PROJECT OUTCOMES REPORT

Disclaimer

This Project Outcomes Report for the General Public is displayed verbatim as submitted by the Principal Investigator (PI) for this award. Any opinions, findings, and conclusions or recommendations expressed in this Report are those of the PI and do not necessarily reflect the views of the National Science Foundation; NSF has not approved or endorsed its content.

Quality, productivity and cost are three key pillars of manufacturing. To stay competitive in an increasingly global economy, U.S. manufacturers must find ways to improve the quality and productivity of their manufacturing processes while keeping costs low. Manufacturing machines tend to vibrate as they move, due to weaknesses in their mechanical structures. The resultant motion-induced vibration adversely affects the accuracy and speed of the machines, thus degrading the quality and productivity of the associated manufacturing processes. Software solutions that involve generating motion commands to avoid unwanted vibration of the machines are very attractive in practice because they are low cost and, unlike hardware solutions, they do not add to machine weight and size. However, existing software solutions sacrifice motion speed and/or accuracy, or are impractical because they cannot properly handle uncertainties and variabilities that occur during normal usage of the machines.

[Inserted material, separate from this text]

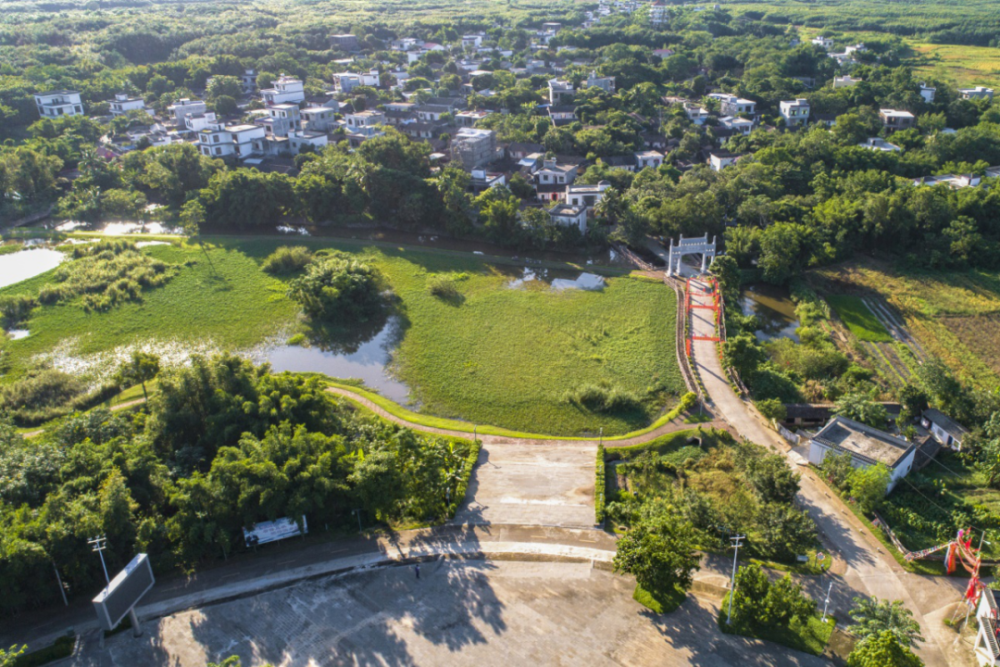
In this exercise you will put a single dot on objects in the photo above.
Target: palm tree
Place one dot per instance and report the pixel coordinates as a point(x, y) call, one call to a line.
point(872, 616)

This award has supported a scientific investigation into a software-based vibration mitigation approach that shows great promise to overcome the technical and practical shortcomings of existing software solutions.

Intellectual Merit

The objective of the proposed work was to mathematically characterize and experimentally validate the effects of the limited-preview filtered B-splines (LPFBS) method on the accuracy and speed of manufacturing machines that suffer from motion-command-induced vibration. Three tasks were proposed as part of its intellectual merit:

Task 1: Characterization and Improvement of Accuracy and Versatility of the LPFBS Method

Task 2: Characterization and Improvement of Robustness of the LPFBS Method

Task 3: Maximization of Motion Speed using the LPFBS Method

As part of Task 1, an optimal version of the LPFBS algorithm was developed. The new algorithm was analyzed and found to be much more efficient in terms of control effort compared to the LPFBS algorithm. It was shown to reduce the error in tracking the motion of a vibration-prone precision motion stage by up to 19 times.

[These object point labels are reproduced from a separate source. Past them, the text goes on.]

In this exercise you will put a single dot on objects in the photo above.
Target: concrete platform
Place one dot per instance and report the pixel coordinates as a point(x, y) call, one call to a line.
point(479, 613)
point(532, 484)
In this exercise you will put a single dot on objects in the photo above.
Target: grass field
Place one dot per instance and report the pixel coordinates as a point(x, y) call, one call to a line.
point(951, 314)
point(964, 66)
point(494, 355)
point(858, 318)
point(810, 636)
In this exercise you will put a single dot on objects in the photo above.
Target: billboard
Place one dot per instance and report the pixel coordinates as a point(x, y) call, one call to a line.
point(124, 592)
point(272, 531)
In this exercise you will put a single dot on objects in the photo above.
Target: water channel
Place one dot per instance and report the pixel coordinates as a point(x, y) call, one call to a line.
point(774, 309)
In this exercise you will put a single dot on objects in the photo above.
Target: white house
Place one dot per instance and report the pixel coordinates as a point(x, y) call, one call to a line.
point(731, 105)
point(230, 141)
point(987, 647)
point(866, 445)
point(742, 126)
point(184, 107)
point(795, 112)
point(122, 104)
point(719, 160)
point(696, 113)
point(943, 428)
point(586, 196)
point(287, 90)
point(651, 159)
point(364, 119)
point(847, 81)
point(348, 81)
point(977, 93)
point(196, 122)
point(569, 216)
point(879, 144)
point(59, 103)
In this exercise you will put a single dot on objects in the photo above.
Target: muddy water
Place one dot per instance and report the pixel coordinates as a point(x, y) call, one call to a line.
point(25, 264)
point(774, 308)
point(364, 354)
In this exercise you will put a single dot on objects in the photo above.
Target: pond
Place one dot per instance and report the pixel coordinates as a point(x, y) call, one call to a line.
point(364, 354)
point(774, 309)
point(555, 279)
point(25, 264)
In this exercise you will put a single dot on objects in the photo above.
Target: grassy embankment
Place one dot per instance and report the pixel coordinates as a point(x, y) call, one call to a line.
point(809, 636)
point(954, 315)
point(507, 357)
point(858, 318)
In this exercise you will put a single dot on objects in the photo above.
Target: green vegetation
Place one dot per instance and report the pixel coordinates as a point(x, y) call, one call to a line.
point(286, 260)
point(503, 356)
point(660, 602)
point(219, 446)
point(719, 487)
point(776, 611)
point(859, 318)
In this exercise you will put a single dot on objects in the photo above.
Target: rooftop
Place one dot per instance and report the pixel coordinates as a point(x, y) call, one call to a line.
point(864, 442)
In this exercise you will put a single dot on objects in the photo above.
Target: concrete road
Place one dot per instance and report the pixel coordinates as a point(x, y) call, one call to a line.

As part of Task 2, two robust algorithms were developed to deal with uncertainty in manufacturing machines. The first algorithm used B-splines designed to improve robustness; it was shown in experiments to reduce errors in tracking the motion of a vibration prone 3D printer by up to 16%. The second algorithm optimized the basis functions for robustness. The paper that proposed the first algorithm was selected as one of six finalists from a pool of 284 papers for the IEEE/ASME Transactions in Mechatronics Best Paper Award (http://www.ieee-asme-mechatronics.info/2021-results/).

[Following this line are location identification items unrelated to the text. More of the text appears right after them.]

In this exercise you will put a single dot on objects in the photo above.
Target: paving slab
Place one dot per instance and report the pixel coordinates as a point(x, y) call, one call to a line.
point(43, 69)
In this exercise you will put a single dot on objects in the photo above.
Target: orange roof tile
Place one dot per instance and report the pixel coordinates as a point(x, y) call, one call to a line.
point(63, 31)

As part of Task 3, a linear programming approach was developed to optimize motion speed by leveraging the LPFBS vibration compensation algorithm. The approach was shown in experiments to yield up to 25% reduction in cycle time without sacrificing printing quality relative to the conventional approach of optimizing motion speed without vibration compensation included.

Broader Impacts

A bottom-up approach was proposed to help translate the LPFBS method to industry. It involved first bringing the algorithm to low-cost desktop 3D printers and then leveraging the results from desktop 3D printers to translate it to higher-end machines. In this vein, the PI founded a start-up company (Ulendo, www.ulendo.io) to help translate the LPFBS algorithm to industry. The company has recently received an STTR grant from the NSF. It has also received a seed round of funding from venture capitalists and is now in the process of signing contracts to integrate the LPFBS algorithm on the 3D printers of two major 3D printer manufacturers.

Educational curricula that teach students and practicing engineers about software-based vibration compensation methods have been developed. Specifically, a software-based vibration compensation tutorial was developed and presented two times at the annual meetings of the American Society for Precision Engineering. It received excellent reviews and in both cases were attended by participants from industry and academia. The LPFBS algorithm has also been introduced into a graduate course taught at the University of Michigan.

The projects has trained four PhD students - including an underrepresented minority student and a female student. All four students are interested in faculty positions. One has already become an assistant professor at a prestigious university. The training of industry members through the developed tutorial has equipped practicing engineers with knowledge about software-based vibration compensation.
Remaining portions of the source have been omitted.